The seeds won't be sprinkled across frozen farmlands. Instead, they'll be stored indefinitely at a global seed vault on Norway's Svalbard archipelago.

The vault is designed to safeguard the world's food sources from any variety of doomsday scenarios: nuclear war, climate change, natural disasters or even an asteroid strike.

This week's seed deposit includes samples from seed collections in Benin, India, Pakistan, Morocco, the Netherlands, Belarus, the U.K., Bosnia and Herzegovina, as well as the United States and Mexico, Crop Trust announced on Wednesday.

Original image replaced with Mashable logo
Original image has been replaced. Credit: Mashable

Crop Trust is the charity organization helping to fund and manage the Svalbard Global Seed Vault, which sits between mainland Norway and the North Pole and is operated by the Norwegian government.

With the latest shipment, the seed vault now holds nearly 931,000 seed samples of just about every known crop in the world. The vault still has plenty of space left, with a total capacity for 4.5 million samples.

"Collective efforts to conserve crop diversity and produce a global food supply for tomorrow continue to be strong," Marie Haga, executive director of the Crop Trust, said Wednesday in a press release.

"Crop diversity is a fundamental foundation for the end of hunger," she added.

Opened in 2008, the Svalbard vault is designed to last 1,000 years. It also acts as an insurer for other seed collections by holding duplicate samples, which owners can withdraw as needed.

This recently happened with a major gene-bank in Syria.

The International Center for Agriculture Research in the Dry Areas (ICARDA), previously located in Aleppo, is working to develop drought- and heat-resistant crops. But the tragic, protracted Syrian civil war forced researchers to relocate to Morocco and Lebanon.

ICARDA had been storing some of its seed inventories -- sourced from around the Fertile Crescent -- in the Arctic vault.
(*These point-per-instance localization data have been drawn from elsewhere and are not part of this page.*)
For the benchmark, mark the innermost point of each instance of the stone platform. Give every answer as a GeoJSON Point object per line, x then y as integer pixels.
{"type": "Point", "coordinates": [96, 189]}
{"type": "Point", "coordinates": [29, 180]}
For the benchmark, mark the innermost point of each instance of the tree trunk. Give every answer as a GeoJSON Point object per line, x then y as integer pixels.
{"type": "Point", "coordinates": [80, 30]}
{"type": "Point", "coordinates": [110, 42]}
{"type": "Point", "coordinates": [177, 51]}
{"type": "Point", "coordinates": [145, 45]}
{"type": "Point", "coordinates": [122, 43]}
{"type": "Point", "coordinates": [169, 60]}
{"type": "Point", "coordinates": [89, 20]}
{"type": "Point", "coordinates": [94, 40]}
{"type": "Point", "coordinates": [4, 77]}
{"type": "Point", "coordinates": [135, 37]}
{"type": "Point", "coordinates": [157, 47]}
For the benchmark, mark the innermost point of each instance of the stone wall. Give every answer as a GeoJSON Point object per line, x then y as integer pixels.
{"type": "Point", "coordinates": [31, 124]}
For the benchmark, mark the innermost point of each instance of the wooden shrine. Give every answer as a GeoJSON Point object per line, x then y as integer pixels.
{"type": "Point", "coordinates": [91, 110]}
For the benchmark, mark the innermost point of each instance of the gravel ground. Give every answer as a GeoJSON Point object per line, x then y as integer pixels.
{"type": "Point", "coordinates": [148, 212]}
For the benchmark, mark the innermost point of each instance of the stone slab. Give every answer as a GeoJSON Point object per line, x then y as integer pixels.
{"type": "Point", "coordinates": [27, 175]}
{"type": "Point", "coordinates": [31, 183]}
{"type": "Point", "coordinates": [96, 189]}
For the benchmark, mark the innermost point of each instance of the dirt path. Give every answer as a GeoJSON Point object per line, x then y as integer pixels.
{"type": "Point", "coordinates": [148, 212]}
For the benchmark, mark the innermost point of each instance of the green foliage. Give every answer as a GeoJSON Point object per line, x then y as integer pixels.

In 2015, the team began withdrawing those samples so they could start planting seeds in their new fields, away from the fighting in Syria.

Their efforts have been so successful that researchers are returning a portion of their seed samples to Svalbard for safekeeping.

"We are demonstrating today that we can rely on our gene-banks and their safety duplications, despite adverse circumstances, so we can get one step closer to a food-secure world," Aly Abousabba, director general of ICARDA, said in the press release.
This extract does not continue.